2. Por exemplo: a mulher casada está ligada por lei ao marido enquanto este vive; mas, se ele morre, ela fica livre da lei conjugal.
3. Por isso, enquanto o marido está vivo, se ela se tornar mulher de outro homem, será chamada adúltera. mas, se o marido morre, ela está livre em relação à lei, de modo que não será adúltera se ela se casar com outro homem.
4. Meus irmãos, o mesmo acontece com vocês: pelo corpo de Cristo, vocês morreram para a Lei, a fim de pertencerem a outro, que ressuscitou dos mortos, e assim produzirem frutos para Deus.
5. De fato, quando vivíamos submetidos a instintos egoístas, as paixões pecaminosas serviam-se da Lei para agir em nossos membros, a fim de que produzíssemos frutos para a morte.

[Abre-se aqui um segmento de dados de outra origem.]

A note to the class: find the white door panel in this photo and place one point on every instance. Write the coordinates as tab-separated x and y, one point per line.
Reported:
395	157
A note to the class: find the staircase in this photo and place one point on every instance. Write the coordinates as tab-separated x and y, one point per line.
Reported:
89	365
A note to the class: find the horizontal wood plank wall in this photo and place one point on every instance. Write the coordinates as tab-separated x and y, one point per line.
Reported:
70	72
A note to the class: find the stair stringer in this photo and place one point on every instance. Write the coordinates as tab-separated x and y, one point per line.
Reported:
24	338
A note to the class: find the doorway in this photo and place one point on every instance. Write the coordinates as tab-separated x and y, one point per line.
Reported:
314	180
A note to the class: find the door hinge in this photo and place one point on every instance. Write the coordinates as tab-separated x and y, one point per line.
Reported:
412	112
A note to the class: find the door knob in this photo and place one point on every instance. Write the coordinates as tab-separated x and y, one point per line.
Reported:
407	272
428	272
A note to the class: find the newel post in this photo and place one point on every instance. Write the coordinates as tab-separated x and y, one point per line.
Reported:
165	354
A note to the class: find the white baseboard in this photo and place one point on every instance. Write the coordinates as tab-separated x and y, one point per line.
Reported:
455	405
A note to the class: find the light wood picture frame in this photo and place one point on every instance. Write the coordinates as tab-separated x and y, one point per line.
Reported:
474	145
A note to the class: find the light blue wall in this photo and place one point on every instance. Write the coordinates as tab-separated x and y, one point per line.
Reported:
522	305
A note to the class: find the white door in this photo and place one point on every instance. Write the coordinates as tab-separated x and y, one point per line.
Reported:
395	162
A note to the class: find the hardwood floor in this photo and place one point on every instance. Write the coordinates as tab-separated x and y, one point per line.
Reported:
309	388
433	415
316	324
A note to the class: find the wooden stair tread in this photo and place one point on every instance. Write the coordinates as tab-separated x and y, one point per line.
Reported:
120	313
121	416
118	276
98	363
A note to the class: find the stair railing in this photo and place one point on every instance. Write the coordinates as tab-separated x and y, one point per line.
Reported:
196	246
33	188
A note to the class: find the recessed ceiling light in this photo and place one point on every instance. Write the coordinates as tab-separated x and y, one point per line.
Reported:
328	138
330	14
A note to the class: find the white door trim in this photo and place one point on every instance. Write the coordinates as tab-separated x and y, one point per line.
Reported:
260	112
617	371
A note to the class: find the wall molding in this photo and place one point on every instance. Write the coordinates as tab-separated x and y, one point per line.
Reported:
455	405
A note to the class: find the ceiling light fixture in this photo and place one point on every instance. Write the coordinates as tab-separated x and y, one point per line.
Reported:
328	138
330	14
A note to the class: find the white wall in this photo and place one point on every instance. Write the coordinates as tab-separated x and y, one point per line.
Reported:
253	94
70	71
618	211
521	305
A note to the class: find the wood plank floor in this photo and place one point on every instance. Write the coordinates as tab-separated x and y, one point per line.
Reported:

6. Mas agora, morrendo para aquilo que nos aprisionava, fomos libertos da Lei, a fim de servirmos sob o regime novo do Espírito, e não mais sob o velho regime da letra.
7. Que diremos então? Que a Lei é pecado? De jeito nenhum! Mas eu não teria conhecido o pecado se não existisse a lei, nem teria conhecido a cobiça se a Lei não tivesse dito: "Não cobice".
8. Mas o pecado aproveitou a ocasião desse mandamento e despertou em mim todo tipo de cobiça, porque, sem a lei, o pecado está morto.
9. Antes eu vivia sem a Lei; mas, quando veio o mandamento, o pecado reviveu,
10. e eu morri. O mandamento que devia dar a vida tornou-se para mim motivo de morte.
11. Porque o pecado aproveitou a ocasião do mandamento, me seduziu e, através dele, me matou.
12. A Lei é santa e o mandamento é santo, justo e bom.
13. Então uma coisa boa se transformou em morte para mim? De jeito nenhum! Foi o pecado que fez isso. pois o pecado, através do que é bom, produziu em mim a morte, a fim de que o pecado, por meio do mandamento aparecesse em toda a sua gravidade.
14. Sabemos que a Lei é espiritual, mas eu sou humano e fraco, vendido como escravo ao pecado.
15. Não consigo entender nem mesmo o que eu faço; pois não faço aquilo que eu quero, mas aquilo que mais detesto.
16. Ora, se eu faço o que não quero, reconheço que a Lei é boa;
17. portanto, não sou eu que faço, mas é o pecado que mora em mim.
18. Sei que o bem não mora em mim, isto é, em meus instintos egoístas. O querer o bem está em mim, mas não sou capaz de faze-lo.
19. Não faço o bem que quero, e sim o mal que não quero.
20. Ora, se faço aquilo que não quero, não sou eu que o faço, mas é o pecado que mora em mim.
21. Assim, encontro em mim esta lei: quando quero fazer o bem, acabo encontrando o mal.
22. No meu íntimo, eu amo a lei de Deus;
23. mas percebo em meus membros outra lei que luta contra a lei da minha razão e que me torna escravo da lei do pecado que está nos meus membros.
24. Infeliz de mim! Quem me libertará deste corpo de morte?
25. Sejam dadas graças a Deus, por meio de Jesus Cristo, nosso Senhor. Assim, pela razão eu sirvo à lei de Deus, mas pelos instintos egoístas sirvo à lei do pecado.